Positive selection detection in 40,000 human immunodeficiency virus (HIV) type 1 sequences automatically identifies drug resistance and positive fitness mutations in HIV protease and reverse transcriptase

Abstract

Drug resistance is a major problem in the treatment of AIDS, due to the very high mutation rate of human immunodeficiency virus (HIV) and subsequent rapid development of resistance to new drugs. Identification of mutations associated with drug resistance is critical for both individualized treatment selection and new drug design. We have performed an automated mutation analysis of HIV Type 1 (HIV-1) protease and reverse transcriptase (RT) from approximately 40,000 AIDS patient plasma samples sequenced by Specialty Laboratories Inc. from 1999 to mid-2002. This data set provides a nearly complete mutagenesis of HIV protease and enables the calculation of statistically significant K(a)/K(s) values for each individual amino acid mutation in protease and RT. Positive selection (i.e., a K(a)/K(s) ratio of >1, indicating increased reproductive fitness) detected 19 of 23 known drug-resistant mutation positions in protease and 20 of 34 such positions in RT. We also discovered 163 new amino acid mutations in HIV protease and RT that are strong candidates for drug resistance or fitness. Our results match available independent data on protease mutations associated with specific drug treatments and mutations with positive reproductive fitness, with high statistical significance (the P values for the observed matches to occur by random chance are 10(-5.2) and 10(-16.6), respectively).
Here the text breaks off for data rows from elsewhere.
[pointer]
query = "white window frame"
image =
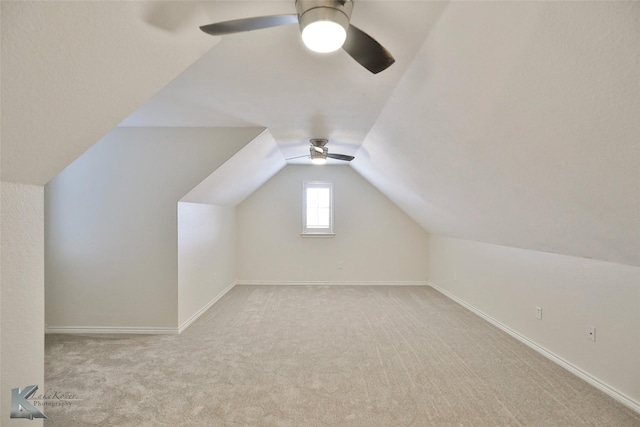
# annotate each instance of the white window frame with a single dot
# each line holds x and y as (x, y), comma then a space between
(317, 232)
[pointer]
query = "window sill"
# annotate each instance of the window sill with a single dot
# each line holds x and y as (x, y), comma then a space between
(317, 234)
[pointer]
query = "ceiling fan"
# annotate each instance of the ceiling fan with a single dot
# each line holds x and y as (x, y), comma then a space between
(319, 153)
(325, 28)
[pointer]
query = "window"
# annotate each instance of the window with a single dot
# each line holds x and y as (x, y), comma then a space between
(317, 209)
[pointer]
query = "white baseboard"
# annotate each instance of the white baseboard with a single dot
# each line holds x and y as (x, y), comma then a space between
(617, 395)
(336, 283)
(200, 312)
(136, 329)
(109, 330)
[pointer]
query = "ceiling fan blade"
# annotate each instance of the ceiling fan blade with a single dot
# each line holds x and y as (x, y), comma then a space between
(298, 157)
(366, 51)
(340, 157)
(249, 24)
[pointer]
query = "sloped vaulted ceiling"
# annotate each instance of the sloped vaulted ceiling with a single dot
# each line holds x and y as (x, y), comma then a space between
(513, 123)
(519, 124)
(72, 70)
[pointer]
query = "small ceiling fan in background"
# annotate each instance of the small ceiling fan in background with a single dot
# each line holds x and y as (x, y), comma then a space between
(318, 152)
(325, 28)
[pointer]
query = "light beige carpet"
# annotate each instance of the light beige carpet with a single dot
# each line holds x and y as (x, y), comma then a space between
(321, 356)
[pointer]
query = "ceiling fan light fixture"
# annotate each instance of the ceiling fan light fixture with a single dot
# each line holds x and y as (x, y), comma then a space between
(324, 29)
(318, 157)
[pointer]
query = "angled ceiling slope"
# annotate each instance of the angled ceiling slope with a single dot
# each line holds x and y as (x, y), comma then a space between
(517, 124)
(241, 175)
(71, 71)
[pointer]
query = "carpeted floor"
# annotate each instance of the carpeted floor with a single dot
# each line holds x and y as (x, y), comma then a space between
(321, 356)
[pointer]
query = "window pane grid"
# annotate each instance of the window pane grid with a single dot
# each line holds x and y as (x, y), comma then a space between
(317, 215)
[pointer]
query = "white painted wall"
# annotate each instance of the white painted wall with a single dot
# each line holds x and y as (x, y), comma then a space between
(507, 284)
(375, 241)
(111, 225)
(206, 256)
(22, 290)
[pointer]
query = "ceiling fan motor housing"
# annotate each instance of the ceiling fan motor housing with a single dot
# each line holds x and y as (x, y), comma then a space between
(336, 11)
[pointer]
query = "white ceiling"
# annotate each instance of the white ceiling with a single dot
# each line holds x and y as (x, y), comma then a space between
(268, 78)
(513, 123)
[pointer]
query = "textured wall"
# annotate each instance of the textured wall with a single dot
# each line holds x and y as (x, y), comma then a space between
(112, 225)
(374, 239)
(517, 124)
(507, 284)
(206, 255)
(22, 289)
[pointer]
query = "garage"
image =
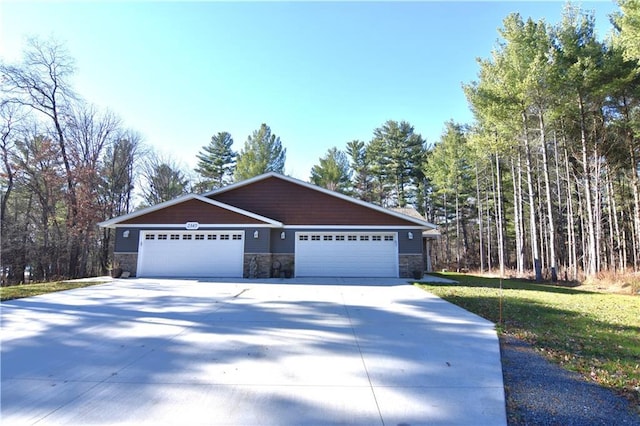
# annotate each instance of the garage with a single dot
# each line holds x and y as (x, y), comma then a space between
(346, 254)
(191, 253)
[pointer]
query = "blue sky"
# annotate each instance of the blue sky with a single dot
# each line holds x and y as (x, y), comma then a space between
(320, 74)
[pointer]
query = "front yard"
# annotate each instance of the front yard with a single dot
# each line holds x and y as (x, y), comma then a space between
(595, 334)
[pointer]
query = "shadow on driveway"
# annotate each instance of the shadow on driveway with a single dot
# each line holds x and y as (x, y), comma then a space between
(193, 352)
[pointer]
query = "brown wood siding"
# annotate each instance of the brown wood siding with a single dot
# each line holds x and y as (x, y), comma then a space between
(294, 204)
(193, 211)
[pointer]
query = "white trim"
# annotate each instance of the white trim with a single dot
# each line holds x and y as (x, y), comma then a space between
(142, 242)
(389, 228)
(200, 228)
(352, 268)
(422, 223)
(111, 223)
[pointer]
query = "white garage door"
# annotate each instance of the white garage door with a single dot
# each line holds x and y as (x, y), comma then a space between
(346, 254)
(191, 254)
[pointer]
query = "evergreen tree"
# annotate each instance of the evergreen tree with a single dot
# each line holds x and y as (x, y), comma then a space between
(216, 162)
(262, 153)
(333, 171)
(399, 153)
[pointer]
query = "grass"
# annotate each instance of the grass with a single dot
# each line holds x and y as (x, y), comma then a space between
(595, 334)
(28, 290)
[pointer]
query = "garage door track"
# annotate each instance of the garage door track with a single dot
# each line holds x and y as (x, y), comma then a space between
(248, 353)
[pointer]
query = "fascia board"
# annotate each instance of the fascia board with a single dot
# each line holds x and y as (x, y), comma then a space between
(112, 223)
(420, 222)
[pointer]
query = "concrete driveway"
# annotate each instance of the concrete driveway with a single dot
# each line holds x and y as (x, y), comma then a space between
(188, 352)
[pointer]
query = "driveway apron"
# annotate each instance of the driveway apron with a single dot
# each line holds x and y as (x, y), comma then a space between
(247, 352)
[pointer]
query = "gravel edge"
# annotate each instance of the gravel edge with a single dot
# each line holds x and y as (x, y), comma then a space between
(539, 392)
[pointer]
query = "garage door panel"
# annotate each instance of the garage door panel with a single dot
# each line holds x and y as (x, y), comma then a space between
(346, 254)
(191, 254)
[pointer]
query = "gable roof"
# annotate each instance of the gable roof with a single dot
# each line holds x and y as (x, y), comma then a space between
(148, 211)
(352, 208)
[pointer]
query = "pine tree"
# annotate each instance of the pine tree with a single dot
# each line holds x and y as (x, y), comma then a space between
(216, 162)
(262, 153)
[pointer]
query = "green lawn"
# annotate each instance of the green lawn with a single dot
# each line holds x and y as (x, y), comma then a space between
(27, 290)
(596, 334)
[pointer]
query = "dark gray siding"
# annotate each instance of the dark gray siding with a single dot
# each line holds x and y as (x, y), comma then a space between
(278, 245)
(257, 245)
(407, 246)
(127, 245)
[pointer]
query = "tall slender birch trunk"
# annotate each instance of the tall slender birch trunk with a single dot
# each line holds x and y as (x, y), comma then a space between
(547, 184)
(535, 254)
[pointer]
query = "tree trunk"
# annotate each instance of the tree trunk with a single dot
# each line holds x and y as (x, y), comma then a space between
(590, 252)
(499, 221)
(479, 202)
(535, 254)
(547, 184)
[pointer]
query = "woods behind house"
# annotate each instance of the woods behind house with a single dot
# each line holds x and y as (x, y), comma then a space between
(544, 182)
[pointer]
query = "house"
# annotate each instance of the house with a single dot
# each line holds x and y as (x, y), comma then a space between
(270, 226)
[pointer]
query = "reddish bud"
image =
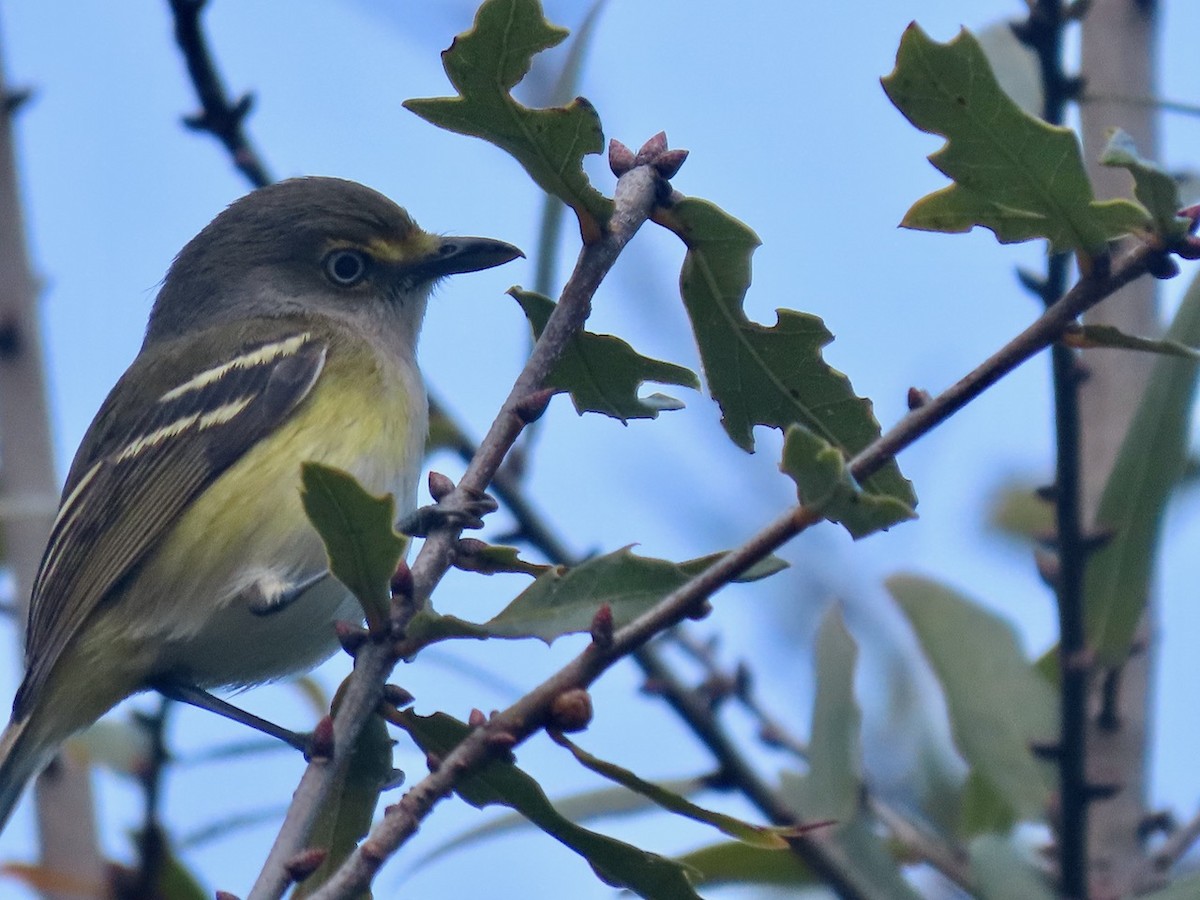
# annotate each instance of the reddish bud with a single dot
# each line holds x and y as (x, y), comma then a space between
(351, 636)
(402, 581)
(621, 157)
(305, 863)
(652, 149)
(571, 711)
(667, 163)
(601, 627)
(439, 486)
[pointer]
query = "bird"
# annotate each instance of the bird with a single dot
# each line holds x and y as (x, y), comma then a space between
(180, 558)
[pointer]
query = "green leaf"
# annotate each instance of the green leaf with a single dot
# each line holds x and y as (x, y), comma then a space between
(484, 65)
(1147, 468)
(1002, 873)
(1158, 191)
(565, 600)
(1017, 511)
(833, 786)
(997, 706)
(1185, 888)
(1012, 172)
(603, 372)
(736, 863)
(765, 376)
(358, 529)
(823, 483)
(1109, 336)
(766, 838)
(345, 817)
(497, 781)
(565, 88)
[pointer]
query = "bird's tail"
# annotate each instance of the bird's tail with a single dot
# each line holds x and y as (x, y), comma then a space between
(22, 756)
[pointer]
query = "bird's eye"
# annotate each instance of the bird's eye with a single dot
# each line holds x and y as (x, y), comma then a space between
(346, 268)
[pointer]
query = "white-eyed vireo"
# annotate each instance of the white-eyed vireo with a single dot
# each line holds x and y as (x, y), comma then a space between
(285, 331)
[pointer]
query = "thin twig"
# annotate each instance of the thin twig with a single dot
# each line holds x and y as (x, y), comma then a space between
(526, 715)
(219, 117)
(947, 859)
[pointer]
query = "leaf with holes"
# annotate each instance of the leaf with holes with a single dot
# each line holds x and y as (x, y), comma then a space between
(765, 375)
(603, 373)
(484, 65)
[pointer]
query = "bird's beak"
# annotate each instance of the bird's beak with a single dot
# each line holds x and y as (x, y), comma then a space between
(453, 256)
Our mutation analysis provides a valuable resource for AIDS research and will be available to academic researchers upon publication at http://www.bioinformatics.ucla.edu/HIV. Our data indicate that positive selection mapping is an analysis that can yield powerful insights from high-throughput sequencing of rapidly mutating pathogens.

FIG. 1.

RT-PCR and sequencing of the HIV-1 protease and RT regions. HIV-1 RNA was isolated from AIDS patient plasma samples. Reverse transcription was performed to obtain the cDNA from single-stranded viral RNA. The HIV protease and RT region around 1.4 kb was amplified by PCR using two (forward and backward) unique primers. This was followed by a nested PCR, which split the target sequence into three shorter fragments with the use of six unique primers. These fragments were then cycle sequenced in forward and reverse directions.

FIG. 2.

Chromatogram evidence for an HIV-1 protease mutation. The program snp_assess identified an A→G mutation with an LOD score of 11.6 (top). Chromatograms for the forward (Seq214224) and reverse (Seq214232) strand sequencing are shown in the lower panels. Seq214232 is shown in reverse complement for the purposes of comparison.

FIG. 3.

Positive selection mapping of HIV-1 protease from 40,000 patient samples. The K_a/K_s value represents the greatest selection pressure among all the individual amino acid mutations at each codon. The dotted line indicates the K_a/K_s value of 1.

FIG. 4.

Positive selection mapping of HIV-1 RT from 40,000 patient samples. The K_a/K_s value represents the greatest selection pressure among all the individual amino acid mutations at each codon. The dotted line indicates the K_a/K_s value of 1.

FIG. 5.

Positive selection identifies drug resistance and positive fitness mutations. (a) Identification of codons with positive selection, either from the set of all positions in HIV protease (All codons), positions reported in the literature as sites of drug-resistant mutations (Known drug resistance associated codons), or positions reported as sites of mutations specifically associated with adaptation to drug treatment (Treatment associated codons). (b) Identification of specific amino acid mutations with positive selection, either from the set of all HIV protease mutations found in our data set (All mutations), or mutations reported in the literature as causing drug resistance (Known drug resistance associated mutations). (c) Phenotypic fitness, as measured by a protease activity assay by Loeb et al., for a random sample of HIV protease mutants (All mutations tested), or the subset of those mutations found to have positive selection in our study (Positive selected mutations). active, protease mutants with normal or greater-than-wild-type proteolytic activity; intermediate, partial cleavage was observed in the assay; inactive, no proteolytic cleavage was observed.